Director: Anton Corbijn
Starring: Philip Seymour Hoffman, Rachel McAdams, Grigoriy Dobrygin
Willem Dafoe, Nina Hoss, Robin Wright, Daniel Bruhl, Homayoun Ershadi
There is no other way to begin this review than to talk about the death of Philip Seymour Hoffman. In February 2014, Hoffman was found dead in his apartment, having been killed by a lethal mix of addictive drugs. His addictions were not secret, but his problem was considered to be under control, and it was a shock both to his family & to the cinematic world that he had died at the age of 46. To me, it was upsetting to know that I would never watch one of my favorite actors on screen again after his final films were released. He was a huge part of constructing my taste & style, both as an audience member and as a critic.

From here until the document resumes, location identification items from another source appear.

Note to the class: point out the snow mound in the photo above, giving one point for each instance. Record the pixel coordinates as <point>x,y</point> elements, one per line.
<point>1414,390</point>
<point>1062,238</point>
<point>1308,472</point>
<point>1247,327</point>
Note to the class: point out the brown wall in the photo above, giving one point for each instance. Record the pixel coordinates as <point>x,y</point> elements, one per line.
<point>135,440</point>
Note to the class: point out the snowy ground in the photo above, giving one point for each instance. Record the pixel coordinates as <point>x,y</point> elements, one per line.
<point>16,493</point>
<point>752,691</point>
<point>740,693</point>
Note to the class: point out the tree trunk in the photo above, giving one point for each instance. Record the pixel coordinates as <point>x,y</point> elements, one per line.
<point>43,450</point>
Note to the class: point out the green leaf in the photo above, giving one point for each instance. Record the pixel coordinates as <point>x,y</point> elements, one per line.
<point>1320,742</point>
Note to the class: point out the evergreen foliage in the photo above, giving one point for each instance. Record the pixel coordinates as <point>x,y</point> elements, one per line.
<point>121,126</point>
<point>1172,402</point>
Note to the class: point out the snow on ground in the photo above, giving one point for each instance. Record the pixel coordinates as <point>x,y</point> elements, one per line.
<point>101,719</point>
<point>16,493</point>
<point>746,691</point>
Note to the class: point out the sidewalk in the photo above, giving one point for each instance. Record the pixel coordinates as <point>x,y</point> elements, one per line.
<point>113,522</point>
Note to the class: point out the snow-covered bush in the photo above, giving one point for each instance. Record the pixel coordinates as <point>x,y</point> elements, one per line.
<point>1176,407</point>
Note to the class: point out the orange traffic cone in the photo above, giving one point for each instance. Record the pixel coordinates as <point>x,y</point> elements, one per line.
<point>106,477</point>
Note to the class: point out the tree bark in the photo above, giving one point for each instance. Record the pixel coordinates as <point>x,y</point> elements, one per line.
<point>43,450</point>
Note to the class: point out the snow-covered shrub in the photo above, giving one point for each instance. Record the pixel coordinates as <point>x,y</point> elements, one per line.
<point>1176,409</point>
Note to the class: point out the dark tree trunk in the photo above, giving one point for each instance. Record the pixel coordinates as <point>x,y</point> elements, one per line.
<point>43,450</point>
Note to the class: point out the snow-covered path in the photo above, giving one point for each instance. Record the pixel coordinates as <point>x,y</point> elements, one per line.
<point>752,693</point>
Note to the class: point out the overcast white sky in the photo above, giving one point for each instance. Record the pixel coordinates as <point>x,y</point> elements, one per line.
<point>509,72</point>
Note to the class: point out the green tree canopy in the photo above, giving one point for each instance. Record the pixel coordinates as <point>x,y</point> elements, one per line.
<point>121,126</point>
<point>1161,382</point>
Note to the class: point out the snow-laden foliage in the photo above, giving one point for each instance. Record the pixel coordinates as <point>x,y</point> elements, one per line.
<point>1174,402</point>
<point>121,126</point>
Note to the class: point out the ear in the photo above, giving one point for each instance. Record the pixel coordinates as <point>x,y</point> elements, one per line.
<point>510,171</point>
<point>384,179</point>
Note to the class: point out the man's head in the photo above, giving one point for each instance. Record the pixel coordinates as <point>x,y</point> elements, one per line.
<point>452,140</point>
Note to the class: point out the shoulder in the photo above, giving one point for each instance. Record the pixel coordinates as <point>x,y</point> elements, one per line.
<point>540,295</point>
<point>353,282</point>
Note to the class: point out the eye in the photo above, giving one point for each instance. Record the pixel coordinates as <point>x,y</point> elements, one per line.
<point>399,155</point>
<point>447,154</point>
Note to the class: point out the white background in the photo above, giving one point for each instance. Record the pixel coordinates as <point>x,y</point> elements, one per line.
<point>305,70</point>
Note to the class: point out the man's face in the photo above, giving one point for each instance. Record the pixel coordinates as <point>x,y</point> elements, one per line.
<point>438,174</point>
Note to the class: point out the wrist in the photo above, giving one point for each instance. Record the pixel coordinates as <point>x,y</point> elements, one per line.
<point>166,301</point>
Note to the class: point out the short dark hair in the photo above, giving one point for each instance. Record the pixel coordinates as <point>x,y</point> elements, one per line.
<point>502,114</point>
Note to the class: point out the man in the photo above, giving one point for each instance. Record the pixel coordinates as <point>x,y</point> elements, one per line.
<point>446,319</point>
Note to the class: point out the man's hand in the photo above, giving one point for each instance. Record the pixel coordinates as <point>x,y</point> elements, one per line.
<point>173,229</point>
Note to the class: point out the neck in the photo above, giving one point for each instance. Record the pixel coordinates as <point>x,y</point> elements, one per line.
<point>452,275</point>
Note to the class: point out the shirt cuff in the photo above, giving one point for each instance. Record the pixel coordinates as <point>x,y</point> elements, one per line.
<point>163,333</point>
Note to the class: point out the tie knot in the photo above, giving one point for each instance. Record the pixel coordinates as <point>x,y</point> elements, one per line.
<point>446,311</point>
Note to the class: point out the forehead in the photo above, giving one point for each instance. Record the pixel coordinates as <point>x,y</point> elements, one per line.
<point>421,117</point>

I will always remember his incredible roles, characters, speeches, moments, and movies. Hard Eight, Twister, Boogie Nights, The Big Lebowski, Patch Adams, Magnolia, Almost Famous, Punch-Drunk Love, Red Dragon, Cold Mountain, Capote, The Savages, Before the Devil Knows You’re Dead, Charlie Wilson’s War, Doubt, Moneyball, The Master, The Hunger Games: Catching Fire, and now A Most Wanted Man; these are only a few of the films he was a part of, poured his talent into, and made a difference in. Hoffman will be remembered as one of the greatest actors of our time, a status that is only bolstered by one more exceptional performance.
Based on the novel by John le Carre (who also wrote The Constant Gardner, Tinker Tailor Soldier Spy, and Our Kind of Traitor, which will be coming to theatres in 2015), A Most Wanted Man is a modern thriller set in a world of espionage and terrorism. In Hamburg, Germany, public & covert governments agencies fight to make the world a better place, to avoid another 9/11, to keep money from the hands of extremists, to cancel global threats before they become global catastrophes. Gunther Bachmann and his team are part of a mostly secret and partially illegal organization whose job is to target potential problems, learn everything they can about them, get close to them, and then use them as bait for larger fish. One such possibility is Issa Karpov, a young half-Chechen, half-Russian man who has come to Hamburg illegally seeking asylum and his late father’s fortune. Not knowing if his motives are honorably or harmful, Bachmann’s group follow & study him, all the while keeping the German authorities at bay with the promise that Issa will lead them to the real threats, the big players. But when both a beautiful lawyer and the American government get involved, the stakes are raised, and time begins to run out on an operation that could either bring down major terrorists or possibly let one go free.
We’ll start with PSH, since, ultimately, he’s the reason why this movie is a must-see. The loss of his talent is only heightened by this film, by watching him on screen one last time, by seeing his genius put on display. Technically, his last movies will be the Mockingjay films, set to come out at the end of this year and at the end of next. He wasn’t able to finish that role and will have to be edited into a few scenes, but those will be our last chances to see him in new material. But A Most Wanted Man is out last chance to see what he can really do. His arsenal is on display here and he holds nothing back in portraying a character that is both phenomenally deep and totally believable. Going in, I didn’t know how large a role he had, I thought he was more a part of an ensemble cast. And yes, there are many important characters in the film, many different stories merging into one. But Hoffman is the center of the film, the focal point of the action, the god-like presence that hangs over the lives of all involved. Had he failed, the film would have failed; thankfully he was up to the task. He was quiet, intense, controlled, understated; everything I love in an actor and in a film.
The movie itself seemed to follow where Hoffman led, keeping its voice down when it could have screamed out drama. Rarely does a film hold back as much as this one did, refusing to give us the moments we’re used to, the explosions of action that we’ve seen so many times in so many other spy thrillers. Director Anton Corbijn almost mocked the audience with scenes that seemed so obviously created to shock us with a gunshot to the head. It just never happened, the sound we were anticipating never came, and I couldn’t have been happier. That’s not to say that the plot was boring, that there were no twists. But the thrills came when you least expected them, not when you were tensed for someone to jump out of the shadows. The director let the story and its actors speak for themselves, and often with just their expressions and their bodies, allowing the characters to feel natural in a way that was extremely refreshing. The ease with which PSH acted wasn’t a surprise, but the quality of some of his cast mates was. We might never see Rachel McAdams do better, the lovely & naive in-over-her-head do-gooder. Willem Dafoe & Robin Wright were solid, if not overly complicated. The German actors that we might not know so well, Hoss & Bruhl, were strong as well. And Dobrygin as Karpov was a sad, lost soul that we rooted for, even though we weren’t sure that we should. A Most Wanted Man is one of the best films I’ve seen this year. I hope it’s well represented at the Oscars, and if the Academy is willing to give a Best Actor award posthumously, I don’t know if anyone is more deserving than Philip Seymour Hoffman.